Life-enhancing
MIKE WHEELER listens to the Atrium Quartet
Formed in St Petersburg and currently based in Berlin, the Atrium Quartet has been winning consistently high praise, and their technically very impressive playing showed why (Derby Chamber Music, Multi-Faith Centre, Derby University, Derby, UK, 16 October, 2009).
The first movement of Haydn's Quartet Op 77 No 2 had a real spring in its step, and the third was deeply thoughtful. The second and fourth movements were not quite so successful. The playing was astonishingly nimble and precise, but some of the finale went by in a blur, and Haydn's jokes need a little more space in order to make their effect.
In Tchaikovsky's Quartet No 3, the first movement was played with vigour and an alert response to the music's expressive twists and turns. The quartet's deeply felt response to the third movement didn't go flat out for instant angst but was all the more effective for a more measured approach, with the chant passages nicely understated. Their speed and dexterity in the last movement was again remarkable, and better suited to Tchaikovsky's broader brush-strokes than Haydn's intricate details.

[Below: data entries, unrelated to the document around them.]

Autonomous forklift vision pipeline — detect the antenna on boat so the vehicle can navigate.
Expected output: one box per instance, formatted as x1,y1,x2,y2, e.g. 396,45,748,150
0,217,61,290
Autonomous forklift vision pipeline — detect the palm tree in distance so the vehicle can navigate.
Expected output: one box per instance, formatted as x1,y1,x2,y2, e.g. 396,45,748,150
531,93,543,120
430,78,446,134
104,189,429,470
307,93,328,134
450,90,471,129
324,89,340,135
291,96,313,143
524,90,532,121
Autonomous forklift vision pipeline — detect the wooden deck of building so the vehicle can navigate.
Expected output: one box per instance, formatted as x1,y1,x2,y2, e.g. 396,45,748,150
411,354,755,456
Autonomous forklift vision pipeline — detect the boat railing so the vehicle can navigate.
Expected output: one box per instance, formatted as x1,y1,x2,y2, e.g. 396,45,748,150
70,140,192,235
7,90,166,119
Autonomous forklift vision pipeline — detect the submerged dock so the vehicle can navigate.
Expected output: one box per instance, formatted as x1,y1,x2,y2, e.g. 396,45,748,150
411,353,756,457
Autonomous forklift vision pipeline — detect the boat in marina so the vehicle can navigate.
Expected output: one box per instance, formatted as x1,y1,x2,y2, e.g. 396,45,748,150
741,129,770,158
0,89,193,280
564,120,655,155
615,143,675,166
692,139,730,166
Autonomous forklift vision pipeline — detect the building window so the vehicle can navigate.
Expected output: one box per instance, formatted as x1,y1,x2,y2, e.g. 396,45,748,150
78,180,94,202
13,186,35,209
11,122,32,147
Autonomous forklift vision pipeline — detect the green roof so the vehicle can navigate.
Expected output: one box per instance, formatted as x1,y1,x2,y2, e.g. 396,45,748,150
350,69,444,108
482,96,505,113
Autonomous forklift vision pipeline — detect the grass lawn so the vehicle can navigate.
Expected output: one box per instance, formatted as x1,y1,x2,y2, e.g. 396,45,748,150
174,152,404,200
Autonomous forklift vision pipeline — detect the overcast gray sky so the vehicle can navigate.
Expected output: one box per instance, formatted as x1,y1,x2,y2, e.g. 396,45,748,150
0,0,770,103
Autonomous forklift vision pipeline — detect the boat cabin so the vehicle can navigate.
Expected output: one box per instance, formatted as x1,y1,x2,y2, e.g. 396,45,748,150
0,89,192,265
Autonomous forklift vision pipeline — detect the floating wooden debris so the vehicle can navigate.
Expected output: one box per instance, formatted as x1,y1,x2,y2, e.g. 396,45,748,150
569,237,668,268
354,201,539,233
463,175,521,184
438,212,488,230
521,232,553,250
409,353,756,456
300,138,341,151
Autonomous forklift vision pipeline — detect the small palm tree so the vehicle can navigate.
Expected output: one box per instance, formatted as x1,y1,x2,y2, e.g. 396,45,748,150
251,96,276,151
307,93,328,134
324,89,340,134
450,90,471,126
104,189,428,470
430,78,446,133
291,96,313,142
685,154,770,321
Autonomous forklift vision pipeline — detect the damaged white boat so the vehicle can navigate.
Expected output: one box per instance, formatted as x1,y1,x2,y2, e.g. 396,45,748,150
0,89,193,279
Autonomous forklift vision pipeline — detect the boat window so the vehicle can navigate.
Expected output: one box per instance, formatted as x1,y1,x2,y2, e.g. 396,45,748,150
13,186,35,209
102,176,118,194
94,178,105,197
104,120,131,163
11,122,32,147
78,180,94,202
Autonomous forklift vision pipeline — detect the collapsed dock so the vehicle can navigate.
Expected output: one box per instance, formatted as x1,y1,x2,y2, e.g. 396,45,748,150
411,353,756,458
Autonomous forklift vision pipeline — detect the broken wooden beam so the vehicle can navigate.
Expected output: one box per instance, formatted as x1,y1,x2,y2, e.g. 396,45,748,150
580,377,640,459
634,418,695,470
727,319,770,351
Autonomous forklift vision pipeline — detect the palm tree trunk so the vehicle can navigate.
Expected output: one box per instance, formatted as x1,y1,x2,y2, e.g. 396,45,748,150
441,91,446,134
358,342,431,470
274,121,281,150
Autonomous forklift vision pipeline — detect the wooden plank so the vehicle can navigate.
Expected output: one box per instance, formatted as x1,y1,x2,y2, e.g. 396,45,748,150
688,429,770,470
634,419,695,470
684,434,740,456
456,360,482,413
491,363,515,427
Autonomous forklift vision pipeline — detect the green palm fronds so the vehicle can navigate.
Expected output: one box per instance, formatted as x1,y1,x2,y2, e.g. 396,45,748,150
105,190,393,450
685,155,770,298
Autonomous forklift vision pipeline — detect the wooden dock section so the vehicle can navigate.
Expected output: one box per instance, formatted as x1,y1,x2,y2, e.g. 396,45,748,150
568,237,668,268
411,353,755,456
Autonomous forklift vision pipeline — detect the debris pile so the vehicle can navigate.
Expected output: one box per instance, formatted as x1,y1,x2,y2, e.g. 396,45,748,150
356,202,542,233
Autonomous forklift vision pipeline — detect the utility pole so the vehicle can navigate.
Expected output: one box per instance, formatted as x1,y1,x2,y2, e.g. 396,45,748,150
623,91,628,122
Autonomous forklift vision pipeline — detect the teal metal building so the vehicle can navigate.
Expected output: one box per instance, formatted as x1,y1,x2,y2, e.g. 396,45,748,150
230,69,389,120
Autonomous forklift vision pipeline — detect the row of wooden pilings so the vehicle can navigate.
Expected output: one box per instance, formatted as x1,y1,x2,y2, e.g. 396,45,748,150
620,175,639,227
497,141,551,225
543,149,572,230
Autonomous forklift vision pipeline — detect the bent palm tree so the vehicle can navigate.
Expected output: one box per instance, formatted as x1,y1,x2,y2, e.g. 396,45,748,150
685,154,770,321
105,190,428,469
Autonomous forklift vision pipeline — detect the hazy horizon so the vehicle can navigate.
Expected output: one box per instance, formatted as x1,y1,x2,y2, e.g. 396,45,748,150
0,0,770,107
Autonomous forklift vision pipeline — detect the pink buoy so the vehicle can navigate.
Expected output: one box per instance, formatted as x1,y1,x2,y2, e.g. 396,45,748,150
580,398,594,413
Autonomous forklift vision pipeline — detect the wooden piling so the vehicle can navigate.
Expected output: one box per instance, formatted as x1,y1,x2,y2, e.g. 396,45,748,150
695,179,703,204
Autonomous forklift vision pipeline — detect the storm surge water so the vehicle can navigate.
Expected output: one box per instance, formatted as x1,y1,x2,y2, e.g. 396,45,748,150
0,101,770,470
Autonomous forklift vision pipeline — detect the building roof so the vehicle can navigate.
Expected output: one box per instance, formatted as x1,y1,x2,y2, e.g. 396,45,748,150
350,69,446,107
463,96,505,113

The evening ended with a highly satisfying account of Schubert's D minor Quartet (Death and the Maiden). It was such a refreshing change to hear a performance that was not relentlessly doom-laden. The players knew exactly when to lighten up, with the result that, for example the scherzo's trio section felt more like genuinely alternative reality than unattainable illusion. Establishing a strong narrative feel in the first movement, they made more of the Beethoven influence than other performances I've heard. There was no lack of drive in the finale but this performance proposed as strong a link with the Ninth Symphony as with Winterreise -- not the relentless ride to the abyss we often hear, but invigorating, even (dare I say it) life-enhancing.